If you support mandatory vaccination and I don’t, then you are (at least indirectly) trying to impose your will on me.

If you support vaccination choice, then I have nothing to discuss with you. I apologize and take back all my comments/questions directed at you.

^ For example, the whole Mahakashyapa thing with the flower was invented out of whole cloth as a matter of Ch’an political jockeying.

Those people opposed to vaccines for their own children are not anti-science. In fact we have yet to see the science that confirms vaccines to be safe or to be effective. Rather is the pro vaccine cabal that are the loonies in this situation because they can’t see the forest for the trees. You think we are not going to go down without a fight to let anyone rape our children with toxin containing syringes. We are doing what is best for our children. You might consider doing the same for your instead of believing every thing today’s scientist tell you is the truth and seek out the truth for yourselves.

I’m not so sure that those two noun phrases connect easily.

Yeah, okay, I was being very general. There are a lot of different kinds of “meditation,” and many different philosophical traditions within Buddhism. But there are certain “freak-outs” that can certainly occur even within the context of what’s lately been termed, in a secular sense “mindfulness meditation.” If you’re really unlucky, for instance, and you don’t have anybody around to set you straight, you might become convinced that you’re the latest Incarnation of God, or whatever, and become a millionaire guru or something. These things do happen.

For example, the whole Mahakashyapa thing with the flower was invented out of whole cloth as a matter of Ch’an political jockeying.

Yeah, for sure.

Or gassing a Tokyo subway or something, say. I’m fairly sure that Asahara probably had some sort of “awakening” experience, but without any sort of proper context within which to deal with it. Like somebody smacking you upside the head and telling you you’re not that freaking special, for instance.

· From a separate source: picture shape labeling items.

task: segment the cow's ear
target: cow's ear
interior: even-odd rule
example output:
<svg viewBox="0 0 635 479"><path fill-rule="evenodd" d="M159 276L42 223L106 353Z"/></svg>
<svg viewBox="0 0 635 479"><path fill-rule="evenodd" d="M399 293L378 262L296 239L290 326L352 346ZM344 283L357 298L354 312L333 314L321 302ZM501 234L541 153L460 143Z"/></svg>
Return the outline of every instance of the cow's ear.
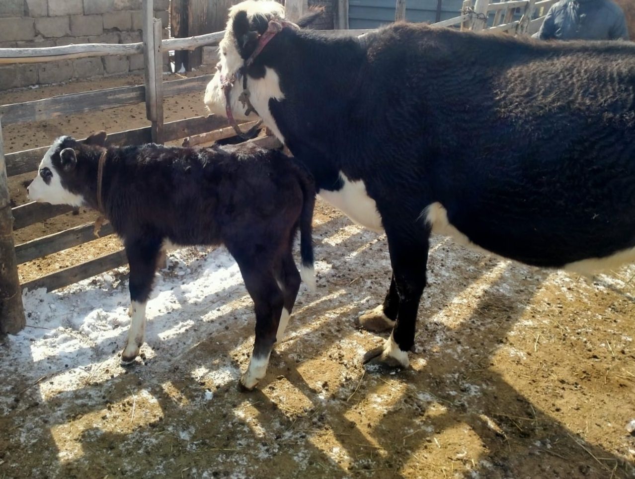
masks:
<svg viewBox="0 0 635 479"><path fill-rule="evenodd" d="M84 140L84 144L103 147L106 144L106 137L108 135L106 132L103 130L95 132Z"/></svg>
<svg viewBox="0 0 635 479"><path fill-rule="evenodd" d="M65 171L70 171L75 167L77 162L77 157L75 155L75 150L72 148L65 148L60 152L60 161L62 168Z"/></svg>

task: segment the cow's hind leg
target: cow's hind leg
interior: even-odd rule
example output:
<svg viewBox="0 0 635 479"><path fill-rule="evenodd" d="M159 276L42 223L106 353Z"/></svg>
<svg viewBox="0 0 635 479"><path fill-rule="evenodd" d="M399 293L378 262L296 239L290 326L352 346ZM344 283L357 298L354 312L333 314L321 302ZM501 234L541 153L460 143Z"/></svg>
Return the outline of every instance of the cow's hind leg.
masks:
<svg viewBox="0 0 635 479"><path fill-rule="evenodd" d="M121 364L131 363L139 353L145 334L145 304L152 287L152 279L161 240L126 239L126 254L130 266L130 309L131 319Z"/></svg>
<svg viewBox="0 0 635 479"><path fill-rule="evenodd" d="M394 327L398 312L399 293L393 274L384 303L373 310L364 312L358 318L358 324L369 331L385 331Z"/></svg>
<svg viewBox="0 0 635 479"><path fill-rule="evenodd" d="M298 270L295 267L295 263L293 261L293 256L290 249L284 254L283 258L281 275L283 279L282 285L284 303L280 316L277 332L276 334L277 343L282 341L284 336L284 330L286 329L286 326L289 324L289 318L291 317L291 311L293 310L293 305L295 304L295 298L297 297L298 291L300 289L300 273L298 272Z"/></svg>
<svg viewBox="0 0 635 479"><path fill-rule="evenodd" d="M253 390L265 377L271 349L276 342L284 297L272 270L259 271L256 260L246 265L237 258L244 284L256 312L256 339L247 371L238 383L242 390ZM266 264L266 261L263 261Z"/></svg>
<svg viewBox="0 0 635 479"><path fill-rule="evenodd" d="M408 351L415 344L419 301L425 286L429 232L386 226L399 312L392 333L384 344L371 350L364 363L389 369L407 367ZM392 286L392 285L391 285Z"/></svg>

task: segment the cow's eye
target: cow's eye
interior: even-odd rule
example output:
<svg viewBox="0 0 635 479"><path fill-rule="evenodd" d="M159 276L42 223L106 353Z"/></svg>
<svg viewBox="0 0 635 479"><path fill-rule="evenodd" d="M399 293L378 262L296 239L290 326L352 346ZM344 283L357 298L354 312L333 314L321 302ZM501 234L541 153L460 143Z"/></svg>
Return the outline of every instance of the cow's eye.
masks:
<svg viewBox="0 0 635 479"><path fill-rule="evenodd" d="M53 172L51 172L51 170L46 166L40 170L40 176L42 177L43 180L46 180L47 178L51 178L52 176Z"/></svg>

If you support mandatory vaccination and I don’t, then you are (at least indirectly) trying to impose your will on me.

Yes, disagreeing with Victor is to strip him of his rights.

Victor, on the other hand, has no responsibility whatever, for anything, such as lifting a finger to try to lend sense to what he was pretending was his core proposition, now that it’s become incovenient.

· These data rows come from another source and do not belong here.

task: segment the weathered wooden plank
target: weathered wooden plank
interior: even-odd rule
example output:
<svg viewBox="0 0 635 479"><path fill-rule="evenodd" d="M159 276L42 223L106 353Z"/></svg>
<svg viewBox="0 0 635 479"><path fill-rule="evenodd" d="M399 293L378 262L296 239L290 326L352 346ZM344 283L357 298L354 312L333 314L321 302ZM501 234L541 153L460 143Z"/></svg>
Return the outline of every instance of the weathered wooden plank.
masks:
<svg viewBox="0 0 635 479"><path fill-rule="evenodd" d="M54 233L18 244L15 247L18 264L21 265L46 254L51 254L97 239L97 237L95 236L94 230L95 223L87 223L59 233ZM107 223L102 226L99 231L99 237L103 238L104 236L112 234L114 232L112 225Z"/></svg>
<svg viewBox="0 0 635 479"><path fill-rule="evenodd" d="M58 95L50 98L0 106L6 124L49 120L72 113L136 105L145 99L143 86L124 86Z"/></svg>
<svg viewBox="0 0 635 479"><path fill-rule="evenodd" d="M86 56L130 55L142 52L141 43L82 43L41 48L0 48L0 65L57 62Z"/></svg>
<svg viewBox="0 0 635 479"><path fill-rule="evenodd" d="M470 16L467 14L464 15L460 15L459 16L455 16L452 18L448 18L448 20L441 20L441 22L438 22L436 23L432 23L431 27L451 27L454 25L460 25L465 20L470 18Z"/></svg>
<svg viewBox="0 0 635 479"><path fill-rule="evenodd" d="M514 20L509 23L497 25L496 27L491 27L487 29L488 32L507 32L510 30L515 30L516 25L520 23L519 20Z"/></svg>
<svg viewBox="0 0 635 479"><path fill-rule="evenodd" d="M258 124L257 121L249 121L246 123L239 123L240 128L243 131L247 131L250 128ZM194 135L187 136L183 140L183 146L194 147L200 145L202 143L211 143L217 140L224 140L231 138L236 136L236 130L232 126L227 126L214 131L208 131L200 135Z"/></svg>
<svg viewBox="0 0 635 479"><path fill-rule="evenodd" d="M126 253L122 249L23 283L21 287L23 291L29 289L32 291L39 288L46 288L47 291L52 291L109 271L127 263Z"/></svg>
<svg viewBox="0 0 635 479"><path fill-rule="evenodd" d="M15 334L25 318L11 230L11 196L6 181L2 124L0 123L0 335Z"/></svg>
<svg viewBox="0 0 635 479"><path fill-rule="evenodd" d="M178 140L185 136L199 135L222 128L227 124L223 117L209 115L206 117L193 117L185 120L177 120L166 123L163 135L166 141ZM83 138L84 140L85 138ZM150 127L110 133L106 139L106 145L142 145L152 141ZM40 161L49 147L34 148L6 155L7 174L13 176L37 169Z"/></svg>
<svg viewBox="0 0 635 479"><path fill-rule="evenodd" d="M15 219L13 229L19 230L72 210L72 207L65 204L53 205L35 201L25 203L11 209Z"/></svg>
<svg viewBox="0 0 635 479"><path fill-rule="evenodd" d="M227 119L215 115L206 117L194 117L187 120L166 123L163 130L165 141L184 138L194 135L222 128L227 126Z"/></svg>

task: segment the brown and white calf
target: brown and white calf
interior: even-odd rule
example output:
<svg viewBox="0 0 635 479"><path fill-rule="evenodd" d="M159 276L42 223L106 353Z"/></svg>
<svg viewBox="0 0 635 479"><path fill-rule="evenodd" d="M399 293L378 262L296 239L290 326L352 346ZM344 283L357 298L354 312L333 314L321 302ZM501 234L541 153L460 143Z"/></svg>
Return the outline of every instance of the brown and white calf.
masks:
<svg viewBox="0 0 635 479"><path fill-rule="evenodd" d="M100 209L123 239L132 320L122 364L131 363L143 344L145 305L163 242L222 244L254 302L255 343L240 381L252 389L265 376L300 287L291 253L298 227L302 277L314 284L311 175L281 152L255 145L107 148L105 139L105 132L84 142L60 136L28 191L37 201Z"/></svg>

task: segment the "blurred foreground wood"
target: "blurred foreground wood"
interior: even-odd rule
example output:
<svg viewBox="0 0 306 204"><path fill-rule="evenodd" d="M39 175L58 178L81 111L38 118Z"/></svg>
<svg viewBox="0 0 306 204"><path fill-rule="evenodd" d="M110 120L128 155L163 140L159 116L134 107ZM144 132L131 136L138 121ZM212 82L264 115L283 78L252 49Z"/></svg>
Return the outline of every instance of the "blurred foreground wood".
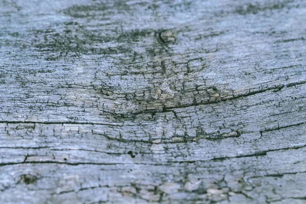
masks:
<svg viewBox="0 0 306 204"><path fill-rule="evenodd" d="M306 203L306 1L0 0L0 203Z"/></svg>

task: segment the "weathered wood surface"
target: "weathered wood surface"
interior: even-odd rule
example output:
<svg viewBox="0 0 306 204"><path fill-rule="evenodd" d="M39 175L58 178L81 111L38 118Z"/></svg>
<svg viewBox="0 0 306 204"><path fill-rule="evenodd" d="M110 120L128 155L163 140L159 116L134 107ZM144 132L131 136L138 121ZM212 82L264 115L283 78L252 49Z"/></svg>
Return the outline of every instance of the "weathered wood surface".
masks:
<svg viewBox="0 0 306 204"><path fill-rule="evenodd" d="M306 203L306 1L1 0L0 203Z"/></svg>

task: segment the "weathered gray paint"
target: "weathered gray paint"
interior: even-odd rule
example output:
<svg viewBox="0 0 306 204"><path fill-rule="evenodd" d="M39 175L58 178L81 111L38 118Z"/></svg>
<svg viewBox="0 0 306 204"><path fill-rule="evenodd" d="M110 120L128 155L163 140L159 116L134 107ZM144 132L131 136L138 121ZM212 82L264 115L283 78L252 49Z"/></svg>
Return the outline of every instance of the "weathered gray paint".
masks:
<svg viewBox="0 0 306 204"><path fill-rule="evenodd" d="M0 203L306 203L306 2L0 1Z"/></svg>

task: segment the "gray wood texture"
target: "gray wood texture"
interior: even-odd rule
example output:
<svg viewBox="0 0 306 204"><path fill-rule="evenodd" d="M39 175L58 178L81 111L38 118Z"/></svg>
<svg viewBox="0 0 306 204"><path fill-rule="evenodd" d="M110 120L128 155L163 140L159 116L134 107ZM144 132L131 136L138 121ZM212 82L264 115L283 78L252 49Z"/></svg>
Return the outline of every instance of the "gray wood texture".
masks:
<svg viewBox="0 0 306 204"><path fill-rule="evenodd" d="M0 0L0 203L305 203L306 1Z"/></svg>

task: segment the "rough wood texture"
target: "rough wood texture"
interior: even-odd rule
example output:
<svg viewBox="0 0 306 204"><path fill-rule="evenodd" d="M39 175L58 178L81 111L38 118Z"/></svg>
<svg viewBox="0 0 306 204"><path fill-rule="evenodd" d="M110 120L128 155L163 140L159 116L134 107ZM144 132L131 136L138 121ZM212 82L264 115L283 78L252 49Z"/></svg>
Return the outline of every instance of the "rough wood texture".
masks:
<svg viewBox="0 0 306 204"><path fill-rule="evenodd" d="M306 203L306 1L0 0L0 203Z"/></svg>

Victor: “If you support mandatory vaccination and I don’t, then you are (at least indirectly) trying to impose your will on me”

Where did I say that? It is okay dokay if you don’t vaccinated your kids. Just make sure you don’t whine when they have to stay home during an outbreak. If you are going to get an exception, then follow the rules.

Also thank your responsible neighbors who vaccinate their families, because they are protecting your kids by maintaining community immunity. Except, as we have seen recently, that did not work for several American and Canadian families who caught measles.

I want you to provide the evidence of the crimes of employees of the vaccine divisions of pharmaceutical companies.

Also I want to know why the misdeeds against disabled of Usman, Bradstreet, Buttar, the Geiers, Wakefield, and others are not given the same scrutiny.

Stop changing the subject and answer the questions.

Need better wording:

Also I want to know why the misdeeds against the disabled by Usman, Bradstreet, Buttar, the Geiers, Wakefield, and others are not given the same scrutiny. Why is it okay to torture autistic kids?

Like somebody smacking you upside the head and telling you you’re not that freaking special, for instance.

IIRC, this sort of behavior finds its ground in the Pai-chang/wild fox story, which didn’t make its way into the Wu-men kuan without emendation.